Por: Eduardo Jiménez J.
Agosto fue un mes aciago para la
política, las letras y las artes. Casi
consecutivamente se fueron Henry Pease, Enrique Zileri, David Sobrevilla,
Rafael y Victoria Santa Cruz y, ahora, Felipe Osterling.
Mi primer acercamiento a Felipe
Osterling fue por el derecho: su tratado de Obligaciones, escrito al alimón con
Mario Castillo, era y es consulta indispensable para el estudiante, con mayor
razón cuando mi tesis de bachillerato versaba sobre un aspecto importante de
las obligaciones como es el pago de intereses. Siempre le tuve respeto como
“padre” del importante Libro VI del Código Civil; y si bien fue bastante
conservador en la estructura final del texto (hecho que después me percaté era
inherente a su carácter), se debe reconocer que es uno de los pocos temas del
Derecho Civil donde los cambios se realizan muy lento.

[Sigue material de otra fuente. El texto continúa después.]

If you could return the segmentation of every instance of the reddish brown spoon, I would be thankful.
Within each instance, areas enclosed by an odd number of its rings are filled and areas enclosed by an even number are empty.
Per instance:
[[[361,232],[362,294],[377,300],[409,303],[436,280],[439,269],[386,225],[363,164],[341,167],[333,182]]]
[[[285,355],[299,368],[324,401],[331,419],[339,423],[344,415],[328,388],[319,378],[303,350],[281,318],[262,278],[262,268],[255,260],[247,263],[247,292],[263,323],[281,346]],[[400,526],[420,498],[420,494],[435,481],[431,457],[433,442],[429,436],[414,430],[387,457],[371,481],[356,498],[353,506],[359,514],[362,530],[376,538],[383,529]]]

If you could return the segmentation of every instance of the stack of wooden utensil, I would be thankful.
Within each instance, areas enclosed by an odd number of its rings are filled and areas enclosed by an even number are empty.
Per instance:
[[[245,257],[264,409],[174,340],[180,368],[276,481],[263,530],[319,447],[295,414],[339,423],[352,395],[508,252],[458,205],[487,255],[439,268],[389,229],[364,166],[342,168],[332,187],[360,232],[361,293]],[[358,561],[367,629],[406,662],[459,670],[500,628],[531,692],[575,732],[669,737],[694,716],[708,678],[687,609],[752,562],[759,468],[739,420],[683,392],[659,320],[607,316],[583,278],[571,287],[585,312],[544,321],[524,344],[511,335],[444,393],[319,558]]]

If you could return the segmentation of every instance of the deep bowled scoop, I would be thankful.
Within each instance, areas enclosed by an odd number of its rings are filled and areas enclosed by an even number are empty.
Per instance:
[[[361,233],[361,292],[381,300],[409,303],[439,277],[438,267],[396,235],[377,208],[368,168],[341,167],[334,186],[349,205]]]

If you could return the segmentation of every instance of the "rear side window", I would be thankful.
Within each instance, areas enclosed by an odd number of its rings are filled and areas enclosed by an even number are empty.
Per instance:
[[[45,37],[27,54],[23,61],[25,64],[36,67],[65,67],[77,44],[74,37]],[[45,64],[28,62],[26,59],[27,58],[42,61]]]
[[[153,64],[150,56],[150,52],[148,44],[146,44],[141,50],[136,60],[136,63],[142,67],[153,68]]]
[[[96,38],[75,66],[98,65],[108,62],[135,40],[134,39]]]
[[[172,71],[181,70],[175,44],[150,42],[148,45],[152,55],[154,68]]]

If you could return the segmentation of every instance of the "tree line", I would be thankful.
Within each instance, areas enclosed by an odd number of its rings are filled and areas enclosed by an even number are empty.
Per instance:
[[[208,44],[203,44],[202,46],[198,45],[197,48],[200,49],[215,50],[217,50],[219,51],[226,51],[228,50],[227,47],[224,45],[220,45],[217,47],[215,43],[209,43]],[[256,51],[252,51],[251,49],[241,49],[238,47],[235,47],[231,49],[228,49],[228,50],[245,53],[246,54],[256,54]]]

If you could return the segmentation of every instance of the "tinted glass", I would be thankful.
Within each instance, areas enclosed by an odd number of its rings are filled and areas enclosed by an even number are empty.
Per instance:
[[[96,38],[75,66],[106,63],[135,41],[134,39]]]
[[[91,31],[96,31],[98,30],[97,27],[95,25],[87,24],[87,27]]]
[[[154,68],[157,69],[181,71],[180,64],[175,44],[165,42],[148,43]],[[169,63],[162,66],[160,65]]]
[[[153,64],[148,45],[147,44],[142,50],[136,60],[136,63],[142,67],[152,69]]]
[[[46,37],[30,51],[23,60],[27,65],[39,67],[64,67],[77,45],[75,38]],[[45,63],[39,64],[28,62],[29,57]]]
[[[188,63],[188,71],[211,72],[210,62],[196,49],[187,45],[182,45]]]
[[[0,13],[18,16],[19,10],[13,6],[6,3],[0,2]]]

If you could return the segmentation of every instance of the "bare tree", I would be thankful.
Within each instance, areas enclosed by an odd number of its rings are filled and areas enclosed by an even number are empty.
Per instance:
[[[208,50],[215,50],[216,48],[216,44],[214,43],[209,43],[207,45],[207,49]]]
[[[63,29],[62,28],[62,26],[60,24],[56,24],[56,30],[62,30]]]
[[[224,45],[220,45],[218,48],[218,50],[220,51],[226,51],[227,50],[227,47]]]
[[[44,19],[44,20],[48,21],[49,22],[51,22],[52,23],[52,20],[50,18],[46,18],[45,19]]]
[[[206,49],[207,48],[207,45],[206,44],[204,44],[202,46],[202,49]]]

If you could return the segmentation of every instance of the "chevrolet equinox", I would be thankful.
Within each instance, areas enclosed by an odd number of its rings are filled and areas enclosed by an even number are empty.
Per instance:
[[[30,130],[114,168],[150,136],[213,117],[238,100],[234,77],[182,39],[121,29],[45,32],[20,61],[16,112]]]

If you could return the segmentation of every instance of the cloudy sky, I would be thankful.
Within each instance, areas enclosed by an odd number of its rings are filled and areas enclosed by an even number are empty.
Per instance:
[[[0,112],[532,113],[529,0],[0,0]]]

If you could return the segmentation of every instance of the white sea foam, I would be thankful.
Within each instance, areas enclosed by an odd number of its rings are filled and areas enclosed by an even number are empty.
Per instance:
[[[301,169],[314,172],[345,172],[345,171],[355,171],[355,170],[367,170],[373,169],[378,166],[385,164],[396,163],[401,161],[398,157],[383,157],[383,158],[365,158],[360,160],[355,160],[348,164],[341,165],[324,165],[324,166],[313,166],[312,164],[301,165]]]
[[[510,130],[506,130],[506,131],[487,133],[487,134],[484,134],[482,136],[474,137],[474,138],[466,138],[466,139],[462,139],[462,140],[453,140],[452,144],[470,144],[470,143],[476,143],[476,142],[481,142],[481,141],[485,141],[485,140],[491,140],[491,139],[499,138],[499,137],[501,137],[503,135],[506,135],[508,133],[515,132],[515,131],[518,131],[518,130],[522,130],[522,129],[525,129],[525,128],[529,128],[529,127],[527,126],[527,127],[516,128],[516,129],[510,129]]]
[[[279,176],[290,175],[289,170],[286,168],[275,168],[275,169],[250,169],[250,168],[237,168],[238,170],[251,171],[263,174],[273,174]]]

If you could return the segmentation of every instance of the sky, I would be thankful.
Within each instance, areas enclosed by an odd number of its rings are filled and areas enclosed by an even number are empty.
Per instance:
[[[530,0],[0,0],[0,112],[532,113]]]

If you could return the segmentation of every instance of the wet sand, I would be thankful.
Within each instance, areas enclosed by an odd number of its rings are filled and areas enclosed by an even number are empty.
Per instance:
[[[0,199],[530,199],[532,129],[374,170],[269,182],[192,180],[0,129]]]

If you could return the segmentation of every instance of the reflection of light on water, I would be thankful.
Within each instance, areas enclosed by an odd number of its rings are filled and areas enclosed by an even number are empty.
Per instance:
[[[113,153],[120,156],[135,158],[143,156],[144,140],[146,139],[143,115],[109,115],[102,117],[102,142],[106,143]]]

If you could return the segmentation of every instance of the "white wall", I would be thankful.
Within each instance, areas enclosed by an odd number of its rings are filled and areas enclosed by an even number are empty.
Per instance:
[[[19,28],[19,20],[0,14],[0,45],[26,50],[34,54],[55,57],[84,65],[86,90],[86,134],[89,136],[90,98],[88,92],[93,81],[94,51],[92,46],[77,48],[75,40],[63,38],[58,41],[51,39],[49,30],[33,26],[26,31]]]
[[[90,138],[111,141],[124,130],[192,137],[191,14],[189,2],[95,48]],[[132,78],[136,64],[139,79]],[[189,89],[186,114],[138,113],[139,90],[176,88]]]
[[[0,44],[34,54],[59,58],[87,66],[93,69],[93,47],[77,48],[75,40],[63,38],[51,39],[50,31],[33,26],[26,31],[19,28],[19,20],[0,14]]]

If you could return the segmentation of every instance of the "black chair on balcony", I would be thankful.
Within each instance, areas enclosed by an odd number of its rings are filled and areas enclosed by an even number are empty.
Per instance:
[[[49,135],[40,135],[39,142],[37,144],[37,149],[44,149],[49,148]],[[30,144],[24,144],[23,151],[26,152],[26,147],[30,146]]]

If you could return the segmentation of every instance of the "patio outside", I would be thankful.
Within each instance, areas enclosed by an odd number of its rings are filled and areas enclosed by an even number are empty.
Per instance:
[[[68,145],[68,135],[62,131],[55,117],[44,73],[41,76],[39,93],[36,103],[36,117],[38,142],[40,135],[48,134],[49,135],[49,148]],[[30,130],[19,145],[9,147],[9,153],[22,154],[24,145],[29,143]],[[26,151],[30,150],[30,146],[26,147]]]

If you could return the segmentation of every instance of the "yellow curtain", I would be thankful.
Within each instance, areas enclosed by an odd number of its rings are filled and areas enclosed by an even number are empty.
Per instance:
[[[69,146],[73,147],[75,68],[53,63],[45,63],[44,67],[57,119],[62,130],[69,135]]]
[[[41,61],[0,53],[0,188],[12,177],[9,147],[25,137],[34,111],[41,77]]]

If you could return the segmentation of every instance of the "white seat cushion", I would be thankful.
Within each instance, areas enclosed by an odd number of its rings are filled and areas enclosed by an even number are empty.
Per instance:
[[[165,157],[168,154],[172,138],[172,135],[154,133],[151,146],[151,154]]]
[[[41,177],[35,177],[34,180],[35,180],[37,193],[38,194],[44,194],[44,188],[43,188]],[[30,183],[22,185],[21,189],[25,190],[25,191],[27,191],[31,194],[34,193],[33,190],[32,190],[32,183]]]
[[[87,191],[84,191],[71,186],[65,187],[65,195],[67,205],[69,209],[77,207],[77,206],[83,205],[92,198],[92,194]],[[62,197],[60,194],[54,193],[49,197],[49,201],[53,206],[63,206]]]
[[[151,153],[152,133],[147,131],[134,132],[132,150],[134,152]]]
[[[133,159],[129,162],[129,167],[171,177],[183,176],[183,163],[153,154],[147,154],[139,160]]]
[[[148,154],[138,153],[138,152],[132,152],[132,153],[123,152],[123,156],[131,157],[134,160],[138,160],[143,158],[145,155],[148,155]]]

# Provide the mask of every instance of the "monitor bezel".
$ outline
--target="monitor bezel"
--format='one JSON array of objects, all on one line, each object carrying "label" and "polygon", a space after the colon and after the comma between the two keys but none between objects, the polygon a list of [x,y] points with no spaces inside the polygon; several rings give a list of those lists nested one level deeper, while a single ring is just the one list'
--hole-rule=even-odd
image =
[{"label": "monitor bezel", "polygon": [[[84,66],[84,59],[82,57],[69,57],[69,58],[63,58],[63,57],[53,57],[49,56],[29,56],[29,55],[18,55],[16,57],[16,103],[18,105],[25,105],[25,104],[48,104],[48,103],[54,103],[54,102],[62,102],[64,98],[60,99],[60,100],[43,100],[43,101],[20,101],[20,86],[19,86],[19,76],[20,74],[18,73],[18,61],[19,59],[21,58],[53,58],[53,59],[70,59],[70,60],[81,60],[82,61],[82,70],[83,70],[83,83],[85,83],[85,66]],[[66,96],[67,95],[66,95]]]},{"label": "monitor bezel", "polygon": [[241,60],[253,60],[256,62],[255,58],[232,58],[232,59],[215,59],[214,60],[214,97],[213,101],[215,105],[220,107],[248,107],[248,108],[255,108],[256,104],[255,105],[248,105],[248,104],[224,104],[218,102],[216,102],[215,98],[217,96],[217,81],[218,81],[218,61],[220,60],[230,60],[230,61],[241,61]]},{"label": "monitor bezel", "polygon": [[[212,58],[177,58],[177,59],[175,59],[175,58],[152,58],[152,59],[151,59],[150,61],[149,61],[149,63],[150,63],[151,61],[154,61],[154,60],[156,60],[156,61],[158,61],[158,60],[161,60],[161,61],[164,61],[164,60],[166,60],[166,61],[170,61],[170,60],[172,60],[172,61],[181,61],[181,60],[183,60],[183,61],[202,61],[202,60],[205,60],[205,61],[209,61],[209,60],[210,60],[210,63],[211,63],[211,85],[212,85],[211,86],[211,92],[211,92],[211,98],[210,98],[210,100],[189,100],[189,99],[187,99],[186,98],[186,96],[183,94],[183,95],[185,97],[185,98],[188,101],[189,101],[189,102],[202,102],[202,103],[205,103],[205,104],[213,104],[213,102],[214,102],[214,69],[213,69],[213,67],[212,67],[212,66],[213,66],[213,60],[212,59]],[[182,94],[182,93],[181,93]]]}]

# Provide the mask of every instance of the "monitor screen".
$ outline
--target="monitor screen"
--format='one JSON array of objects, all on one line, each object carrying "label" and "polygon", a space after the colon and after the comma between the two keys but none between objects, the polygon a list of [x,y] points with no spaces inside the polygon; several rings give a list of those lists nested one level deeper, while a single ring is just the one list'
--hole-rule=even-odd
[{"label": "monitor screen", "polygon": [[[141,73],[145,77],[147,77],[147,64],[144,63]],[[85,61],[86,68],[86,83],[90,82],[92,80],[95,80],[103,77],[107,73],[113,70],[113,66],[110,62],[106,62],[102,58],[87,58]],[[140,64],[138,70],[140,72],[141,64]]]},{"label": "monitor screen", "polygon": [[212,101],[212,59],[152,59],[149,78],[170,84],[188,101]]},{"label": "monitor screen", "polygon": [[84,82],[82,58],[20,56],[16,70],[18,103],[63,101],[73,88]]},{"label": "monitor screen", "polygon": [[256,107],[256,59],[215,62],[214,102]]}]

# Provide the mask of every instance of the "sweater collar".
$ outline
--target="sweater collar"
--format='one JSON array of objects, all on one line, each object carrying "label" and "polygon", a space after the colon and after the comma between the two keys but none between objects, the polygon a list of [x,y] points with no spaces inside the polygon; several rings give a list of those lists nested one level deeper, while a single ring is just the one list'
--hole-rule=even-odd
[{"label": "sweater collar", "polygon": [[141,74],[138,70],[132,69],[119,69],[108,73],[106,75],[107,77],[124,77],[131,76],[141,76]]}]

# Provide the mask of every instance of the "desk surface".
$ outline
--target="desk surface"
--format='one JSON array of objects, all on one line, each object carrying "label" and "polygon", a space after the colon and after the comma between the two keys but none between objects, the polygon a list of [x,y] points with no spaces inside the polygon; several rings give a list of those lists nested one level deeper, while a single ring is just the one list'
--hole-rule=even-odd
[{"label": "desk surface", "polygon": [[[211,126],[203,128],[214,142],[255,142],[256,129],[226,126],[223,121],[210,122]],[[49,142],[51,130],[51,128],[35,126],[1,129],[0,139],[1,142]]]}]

Ideológicamente no fue un liberal, más
bien fue el conservador que encajó muy bien en el Partido Popular Cristiano (“club de abogados” como alguien, en ese
entonces, lo denominó acertada e irónicamente); aunque fue un socialcristiano
por convicción y formación. Quizás la educación en colegios religiosos, los
estudios en la PUCP
“pre-modernizante” de la casona en la Plaza
Francia , marcaron ese tono que iba bien con su carácter. Un
tanto en esa tradición que insufló Riva Agüero para lo que pensaba debía ser
una universidad católica.
Profesor por largos decenios, hacía
cátedra no solo en el aula, sino también en la tribuna política. Un auténtico
profesor lo es dentro y fuera de aulas. En ello fue un ejemplo para muchos de
su generación y las que vinieron después. Dejó de ser profesor y se convirtió en maestro.
Un ejemplo del Osterling académico fue
que solo publicaba aquello que pensaba valía la pena. No fue tanto hombre de
multifacética obra, con mucha extensión pero poca profundidad, sino de escasa
extensión, casi reducida al tema de Obligaciones, pero con evidente profundidad.
En ese sentido fue un obseso, en el
buen sentido del término, y uno de los pocos realmente juristas, en el sentido
preciso de la palabra.
El Osterling
político me llamó la atención mucho después. No tanto el ministro de
justicia del segundo gobierno de Belaunde, sino el que desafió el autogolpe de
Alberto Fujimori en 1992. La célebre foto donde increpa airado a los militares
que le impiden ingresar al Congreso en calidad de presidente del Senado dio la
vuelta al mundo.
Su vida política activa terminó en ese
momento, pero no su participación en la política como opinante, como hombre
preocupado por la cosa pública.
Osterling pertenece a esa vieja raza de republicanos que, sin importar la
tienda donde militan, su interés está en los problemas del Perú y sus posibles
soluciones.
Esa raza que se va extinguiendo con la
desaparición de Henry Pease desde el ejercicio de la cátedra y la política, de
David Sobrevilla desde la filosofía comprometida con la realidad, de Enrique
Zileri desde el periodismo crítico, y Felipe Osterling desde la tribuna del
derecho. No fue de esos “juristas” que se creen asépticos y prefieren no opinar
de política (y terminan sirviendo a dictaduras o gobiernos autoritarios). Todo
lo contrario, quiso “ensuciarse las manos” en su compromiso con el país, más
allá de las intolerancias que todavía imperan en nuestro medio.
Sus últimos años los dedicó a escribir
sus memorias y a poner a punto la versión definitiva de su Tratado de
Obligaciones, de reciente circulación.
Viejo republicano, quizás con él se
está extinguiendo una forma de acercarse a la política, comprometida con el
país y sus instituciones más allá de los apetitos inmediatos. Descanse en paz.